Hidayatullah.com– Yayasan Lembaga Konsumen Indonesia (YLKI) mengkritisi pemerintah yang via Rapat Kabinet, Jumat (02/11/2018), memutuskan bahwa pada 2019 tidak ada kenaikan tarif cukai rokok.
Pada konteks regulasi, menurut YLKI, pembatalan naiknya cukai rokok ini adalah bentuk anti regulasi, karena UU Cukai mengamanatkan kenaikan cukai sampai 57 persen.
Pada konteks perlindungan konsumen dan kesehatan publik, hal ini dinilai ironis dan paradoks.
YLKI memaparkan sejumlah alasannya. Pertama, kebijakan pembatalan kenaikan cukai rokok membuktikan bahwa pemerintah terlalu dominan dikooptasi dan diintervensi oleh kepentingan industri rokok, terutama industri rokok besar.
Kedua, menurut YLKI, kebijakan pembatalan naiknya cukai rokok itu membuktikan juga bahwa pemerintah tidak mempunyai visi terhadap kesehatan publik.
“Pembatalan kenaikan cukai mengakibatkan produksi rokok meningkat dan makin terjangkau oleh anak-anak, remaja, dan rumah tangga miskin.

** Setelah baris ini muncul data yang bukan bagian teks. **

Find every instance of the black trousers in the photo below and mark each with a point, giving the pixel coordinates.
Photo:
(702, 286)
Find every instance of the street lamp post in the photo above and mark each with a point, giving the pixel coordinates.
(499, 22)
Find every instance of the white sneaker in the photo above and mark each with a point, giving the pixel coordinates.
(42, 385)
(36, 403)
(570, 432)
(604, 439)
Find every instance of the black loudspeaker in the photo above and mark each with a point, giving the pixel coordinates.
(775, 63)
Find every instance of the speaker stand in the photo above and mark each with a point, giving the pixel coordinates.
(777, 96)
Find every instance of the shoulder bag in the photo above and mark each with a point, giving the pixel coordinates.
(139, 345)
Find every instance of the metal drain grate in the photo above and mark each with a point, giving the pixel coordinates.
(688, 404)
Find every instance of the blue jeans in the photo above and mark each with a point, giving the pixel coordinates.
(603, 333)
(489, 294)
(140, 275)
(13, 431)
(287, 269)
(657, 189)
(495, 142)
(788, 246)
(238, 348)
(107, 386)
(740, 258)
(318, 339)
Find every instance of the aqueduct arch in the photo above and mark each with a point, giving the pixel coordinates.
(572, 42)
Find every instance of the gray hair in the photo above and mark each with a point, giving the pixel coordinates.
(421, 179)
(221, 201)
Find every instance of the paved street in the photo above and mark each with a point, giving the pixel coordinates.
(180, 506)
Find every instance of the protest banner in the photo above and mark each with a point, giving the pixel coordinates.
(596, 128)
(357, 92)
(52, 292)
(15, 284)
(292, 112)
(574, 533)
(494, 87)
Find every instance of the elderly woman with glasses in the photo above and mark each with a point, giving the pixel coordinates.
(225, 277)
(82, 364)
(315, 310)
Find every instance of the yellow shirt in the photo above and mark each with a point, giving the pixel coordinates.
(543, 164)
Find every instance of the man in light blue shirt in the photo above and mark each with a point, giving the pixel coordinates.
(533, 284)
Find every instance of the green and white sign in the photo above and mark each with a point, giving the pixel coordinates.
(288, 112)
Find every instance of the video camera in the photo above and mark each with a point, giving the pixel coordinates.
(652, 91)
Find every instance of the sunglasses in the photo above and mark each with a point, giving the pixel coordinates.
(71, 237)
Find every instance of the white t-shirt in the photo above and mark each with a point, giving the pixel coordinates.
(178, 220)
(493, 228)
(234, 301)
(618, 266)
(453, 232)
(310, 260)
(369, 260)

Itu artinya pemerintah menjerumuskan mereka dalam ketergantungan konsumsi rokok. Dan menjerumuskan mereka dalam jurang kemiskinan yang lebih dalam,” ujar Tulus Abadi Ketua Pengurus Harian YLKI dalam siaran persnya, Senin (05/11/2018).
Ketiga, pembatalan itu dinilai juga akan mengakibatkan kinerja BPJS Kesehatan akan semakin bleeding dari sisi finansial.
Data yang diungkapkan menunjukkan dengan sangat kuat, bahwa dominannya konsumsi rokok di tengah masyarakat (lebih dari 35 persen dari total populasi), menjadi salah satu pemicu utama berbagai penyakit katastropik.
“Dan jenis penyakit inilah yang mengakibatkan kinerja finansial BPJS Kesehatan berdarah-darah,” ungkapnya.
Baca: Larang Iklan Rokok, DKI Jakarta dan 9 Daerah Lain Raih Penghargaan
Keempat, tambah Tulus, pembatalan kenaikan cukai juga bukti bahwa pemerintah bertindak abai terhadap perlindungan konsumen.
Sebab cukai adalah instrumen kuat untuk melindungi konsumen, agar tidak semakin terjerumus oleh bahaya rokok, baik bagi kesehatan tubuhnya bahkan kesehatan finansialnya.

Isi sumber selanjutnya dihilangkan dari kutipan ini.